Back to D. Patrick’s The Mirror, we not only think we’re beautiful, we think we’re good! Deserving, entitled. We have a right to not only be beautiful, but to be the fairest of all and to avoid all suffering and inconvenience that might suggest otherwise. The Queen in Snow White sends the woodcutter off to cut her step daughter’s heart out, so she’s not messing around. She’s entitled to be the fairest of all, no matter what it takes.

Our sense of entitlement, our own vanity, our belief that we are good, has a whole lot to do with why the “goodness of God versus the existence of suffering” feels like a conundrum to us, an unexplainable mystery that just won’t jibe. The cognitive dissonance is actually all on our end. God is not puzzled, we are. Hopefully that comes as no surprise.

When you strip away the fairy tale, (and we’ll call Western civilization a fairy tale,) and return to the harsh reality of life, one devoid of all comfort and love, things begin to make a lot more sense. We are entitled to nothing. If we’re lucky we come into the world with our breath. We aren’t even entitled to survive. Without the benevolence of someone, babies die within a few days. We are not even entitled to the fruits of our labors, locust can devour those in a flash. “Why do we suffer,” is actually an elitist question, one that stems from having been insulated from the harsh truth and realities of the world. Strip away all the illusions and no one asks that at all, we’re far more puzzled and surprised by the fact that we’ve somehow managed to survive another day.

knight 2I’ve wrestled to teach this truth to four millennial kids now, unwilling of course to expose them to the kind of suffering I grew up with, and yet watching the world teach them to gaze into that mirror more and more obsessively, perceiving life as their personal fairy tale, one they can mold into their own version of reality, untroubled by well, by truth and reality.  It’s been a real battle, this is a tough lesson to accept, a tough one to believe is true, especially if you haven’t experienced it first hand.

That’s been my conundrum, because I didn’t want life to sneak up on them, I didn’t want them to be suddenly confronted by the harsh truth and reality of the world, completely unprepared, believing themselves to be good, therefore fully entitled to a fairytale written by their own beautiful hand. Life has a way of rudely throwing you curve balls you didn’t ask for.

D.Patrick Collins says, “But the paradoxical beauty of the Christian life is that through the death of Jesus Christ, we become all the beauty we do not otherwise possess. Through a forgiveness that transcends both outward and inward realities, He removes from us all that is not beautiful.”
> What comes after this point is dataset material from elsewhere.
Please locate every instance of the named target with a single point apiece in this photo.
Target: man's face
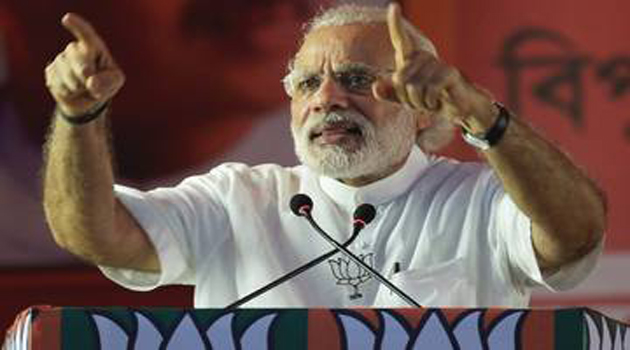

Indeed. There is a fairytale, a real one, a kingdom far away and yet nearby, a place of genuine truth and beauty. When you’re in the bottom of a pit looking up and asking, is God good, you realize that your very definition of “what is good,” springs from God Himself. God is the definition of what is good, He is the longing we feel in our souls, He is the fairytale we try so hard to write for ourselves. He is the one who wrote the script our hearts are seeking.